La guerra desde aquí
¿Habrá guerra contra Irak? La pregunta, aunque todo el mundo la hace, me ha sorprendido en pelotas cuando me la han hecho a mí. Supongo que afirmar o negar una entelequia es vergonzosamente complicado. ¿Alguien es capaz de dar un sí o un no a algo tan ajeno pero que podría estar tan próximo como esa guerra? Ni siquiera Javier Solana, pomposamente llamado mister PESC -un cargo europeo, por cierto, en vías de reforma-, puede hacer otra cosa que manifestar un voluntarismo de estudiante preuniversitario: "Aún hay margen para contener la guerra". ¿Y qué pasará cuando acabe el margen? Cuando acabe el margen, Dios -es decir, mister Bush- dirá.
Son cosas que aquí todo el mundo sabe. Igual que todo el mundo sabe que a los españoles no se nos ha perdido nada en Irak y que Sadam Hussein no nos gusta nada. Pero eso, hoy por hoy, no tiene importancia: en el mundo actual no hace falta interesarse por algo para verse mezclado en ello. Lo que sí tiene importancia es que nuestras bases, tras la reciente negociación hispano-estadounidense, estarán al servicio de los designios de, como ha dicho el escritor John Le Carré, "las particulares opiniones políticas de Dios-Bush".

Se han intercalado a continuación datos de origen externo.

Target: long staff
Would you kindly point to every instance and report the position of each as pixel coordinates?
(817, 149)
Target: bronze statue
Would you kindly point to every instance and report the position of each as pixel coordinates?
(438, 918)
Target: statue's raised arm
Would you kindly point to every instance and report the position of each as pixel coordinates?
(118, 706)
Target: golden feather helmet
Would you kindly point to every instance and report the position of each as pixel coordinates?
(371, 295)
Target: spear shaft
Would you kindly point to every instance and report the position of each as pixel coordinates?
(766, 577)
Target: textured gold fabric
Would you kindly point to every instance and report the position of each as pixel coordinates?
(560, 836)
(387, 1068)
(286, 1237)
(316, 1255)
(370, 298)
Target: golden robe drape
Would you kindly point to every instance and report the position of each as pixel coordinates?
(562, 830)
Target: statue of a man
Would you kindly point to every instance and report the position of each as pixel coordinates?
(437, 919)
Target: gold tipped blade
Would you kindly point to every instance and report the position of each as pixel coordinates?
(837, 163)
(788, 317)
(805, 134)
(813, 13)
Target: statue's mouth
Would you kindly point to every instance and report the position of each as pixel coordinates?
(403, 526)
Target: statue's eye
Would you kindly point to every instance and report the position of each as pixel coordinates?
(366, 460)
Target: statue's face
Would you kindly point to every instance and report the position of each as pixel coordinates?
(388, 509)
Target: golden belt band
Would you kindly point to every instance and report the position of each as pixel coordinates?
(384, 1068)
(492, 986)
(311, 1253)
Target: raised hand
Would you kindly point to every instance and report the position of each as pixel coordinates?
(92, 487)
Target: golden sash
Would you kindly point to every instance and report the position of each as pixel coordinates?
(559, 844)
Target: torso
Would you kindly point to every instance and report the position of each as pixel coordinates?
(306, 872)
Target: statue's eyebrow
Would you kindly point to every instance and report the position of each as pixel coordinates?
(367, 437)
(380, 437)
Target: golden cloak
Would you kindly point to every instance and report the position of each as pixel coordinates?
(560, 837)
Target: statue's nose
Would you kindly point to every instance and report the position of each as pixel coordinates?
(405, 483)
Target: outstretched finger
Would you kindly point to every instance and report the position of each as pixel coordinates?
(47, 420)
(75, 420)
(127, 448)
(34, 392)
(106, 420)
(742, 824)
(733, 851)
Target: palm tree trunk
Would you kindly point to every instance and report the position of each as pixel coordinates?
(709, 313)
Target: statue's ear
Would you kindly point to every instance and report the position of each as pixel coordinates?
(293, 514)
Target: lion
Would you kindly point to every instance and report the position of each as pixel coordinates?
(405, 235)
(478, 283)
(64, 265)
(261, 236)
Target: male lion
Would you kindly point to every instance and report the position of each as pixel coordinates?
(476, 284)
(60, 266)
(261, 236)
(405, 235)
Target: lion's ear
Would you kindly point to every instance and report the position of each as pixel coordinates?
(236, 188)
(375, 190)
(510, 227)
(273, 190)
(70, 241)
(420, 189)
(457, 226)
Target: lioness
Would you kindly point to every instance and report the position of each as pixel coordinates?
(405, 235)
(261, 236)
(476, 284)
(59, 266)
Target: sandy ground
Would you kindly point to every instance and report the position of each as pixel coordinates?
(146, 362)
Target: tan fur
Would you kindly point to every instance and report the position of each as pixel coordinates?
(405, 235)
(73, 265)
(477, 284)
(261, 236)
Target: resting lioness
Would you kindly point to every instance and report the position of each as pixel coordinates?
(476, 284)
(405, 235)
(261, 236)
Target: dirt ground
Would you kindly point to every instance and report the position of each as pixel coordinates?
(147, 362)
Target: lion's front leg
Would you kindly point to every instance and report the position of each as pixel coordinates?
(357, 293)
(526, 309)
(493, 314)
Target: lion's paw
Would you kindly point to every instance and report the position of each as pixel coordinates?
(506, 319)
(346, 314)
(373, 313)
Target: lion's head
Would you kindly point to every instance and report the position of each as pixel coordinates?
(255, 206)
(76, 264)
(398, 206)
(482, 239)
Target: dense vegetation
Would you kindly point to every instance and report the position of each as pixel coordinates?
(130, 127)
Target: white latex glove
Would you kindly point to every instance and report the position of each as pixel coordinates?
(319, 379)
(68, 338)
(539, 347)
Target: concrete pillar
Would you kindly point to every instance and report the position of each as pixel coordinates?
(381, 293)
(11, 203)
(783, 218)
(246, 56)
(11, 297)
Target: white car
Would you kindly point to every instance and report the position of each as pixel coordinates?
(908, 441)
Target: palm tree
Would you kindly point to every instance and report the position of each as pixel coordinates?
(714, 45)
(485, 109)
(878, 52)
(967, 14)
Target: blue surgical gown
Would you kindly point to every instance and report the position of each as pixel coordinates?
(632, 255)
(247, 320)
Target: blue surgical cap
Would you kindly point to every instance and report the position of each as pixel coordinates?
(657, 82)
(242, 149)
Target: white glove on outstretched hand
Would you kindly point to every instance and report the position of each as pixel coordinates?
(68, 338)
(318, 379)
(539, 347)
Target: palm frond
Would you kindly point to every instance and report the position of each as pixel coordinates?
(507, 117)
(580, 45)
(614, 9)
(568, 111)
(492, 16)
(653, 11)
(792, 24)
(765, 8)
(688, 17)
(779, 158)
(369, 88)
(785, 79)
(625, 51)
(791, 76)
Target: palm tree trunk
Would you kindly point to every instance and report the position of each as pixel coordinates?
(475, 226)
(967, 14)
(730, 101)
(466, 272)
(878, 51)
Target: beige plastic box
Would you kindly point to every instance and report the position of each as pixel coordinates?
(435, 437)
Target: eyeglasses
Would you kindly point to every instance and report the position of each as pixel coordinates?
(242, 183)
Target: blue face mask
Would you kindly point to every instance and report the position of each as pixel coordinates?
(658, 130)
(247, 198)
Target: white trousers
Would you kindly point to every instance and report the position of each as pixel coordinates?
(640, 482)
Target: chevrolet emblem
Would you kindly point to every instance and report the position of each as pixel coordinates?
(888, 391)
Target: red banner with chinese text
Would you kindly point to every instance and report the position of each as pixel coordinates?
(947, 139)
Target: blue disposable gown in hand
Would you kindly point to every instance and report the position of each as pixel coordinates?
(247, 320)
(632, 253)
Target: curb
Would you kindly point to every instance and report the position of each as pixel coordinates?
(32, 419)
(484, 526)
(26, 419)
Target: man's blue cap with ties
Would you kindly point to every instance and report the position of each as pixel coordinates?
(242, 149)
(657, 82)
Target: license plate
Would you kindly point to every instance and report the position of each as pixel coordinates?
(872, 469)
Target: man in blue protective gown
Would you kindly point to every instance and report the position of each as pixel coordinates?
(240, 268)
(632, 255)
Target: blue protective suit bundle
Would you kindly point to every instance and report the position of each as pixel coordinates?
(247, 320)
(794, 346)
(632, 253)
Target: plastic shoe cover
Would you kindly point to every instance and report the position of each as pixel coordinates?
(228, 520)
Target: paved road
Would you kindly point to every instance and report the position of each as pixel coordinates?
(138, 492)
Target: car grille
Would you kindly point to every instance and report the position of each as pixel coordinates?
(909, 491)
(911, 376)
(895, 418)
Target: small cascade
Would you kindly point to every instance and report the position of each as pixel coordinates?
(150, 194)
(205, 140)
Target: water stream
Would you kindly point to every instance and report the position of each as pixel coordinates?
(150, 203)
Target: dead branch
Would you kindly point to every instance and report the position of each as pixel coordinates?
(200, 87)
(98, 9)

Lo que sí tiene importancia es estar oyendo, día sí y día también, que ni siquiera nosotros, discretos habitantes periféricos de las democracias occidentales, nos libraremos de una guerra que tanto nos importa: Dios-Bush ha nombrado -¿a cambio de qué, por cierto?- a José María Aznar su enviado celestial en España. Y no tiene menos importancia que ese enviado celestial haga y deshaga a costa nuestra sin darnos ni media explicación a través de los cauces establecidos en el Parlamento español. O sea que, sin comerlo ni beberlo, podríamos encontrarnos de la noche a la mañana con una guerra en las narices, lo cual, por ejemplo, podría significar convertirnos -usted, yo y el vecino- en un blanco estupendo para cualquier enemigo, ni suyo ni mío, sino de los que deciden esa guerra.
A la vista de estas circunstancias, si algo nos importa de verdad, es cómo librarnos de esa fatalidad, de ese destino bélico decidido en despachos que atienden -dicho sea con toda frialdad- cualquier tipo de intereses menos los nuestros. No se trata, pues, tanto de ser o no pacifistas como de una preocupación seria por detener al hatajo de dementes que pretenden imponernos una guerra incomprensible para la mayoría.
Ante un loco uno nunca está seguro. La demencia es un estado progresivo que, muchas veces, se disfraza de cordura. De ahí la extraña cara de póquer que suele poner la gente cuando se encuentra con este tipo de realidades. Además, aquí hay ahora un montón de generaciones con nula experiencia de guerras, de su dolor, de su injusticia y del sufrimiento que producen. Sólo hemos visto guerras en el cine y el terrorismo hasta puede parecer un juego de niños ante lo que significa una guerra de verdad. Lo cierto, por lo que he visto, es que nadie -ni siquiera los halcones más recalcitrantes- tiene por aquí ganas de que haya guerra. ¿La razón de esa indiferencia? Muy clara: la guerra, esa guerra, no tiene sentido, hablando en general. Y afinando un poco más: sólo tiene sentido si lo que se pretende es confirmar el nuevo y desvergonzado impulso imperial del Gobierno de Estados Unidos. Y eso hasta los amigos de los norteamericanos y los estadounidenses de bien lo desaconsejan.
He querido dejar aquí testimonio de cómo se agita el espantajo en nuestras barbas porque un puñado de jóvenes ya me ha increpado sobre mi falta de sensibilidad ante esa guerra. "¡No se puede ser insensible o escéptico!", me han dicho. Ellos creen en la amenaza real y creen en la necesidad de paz. Yo creo en algo menos controlable: la locura que de tanto en cuanto invade lo humano.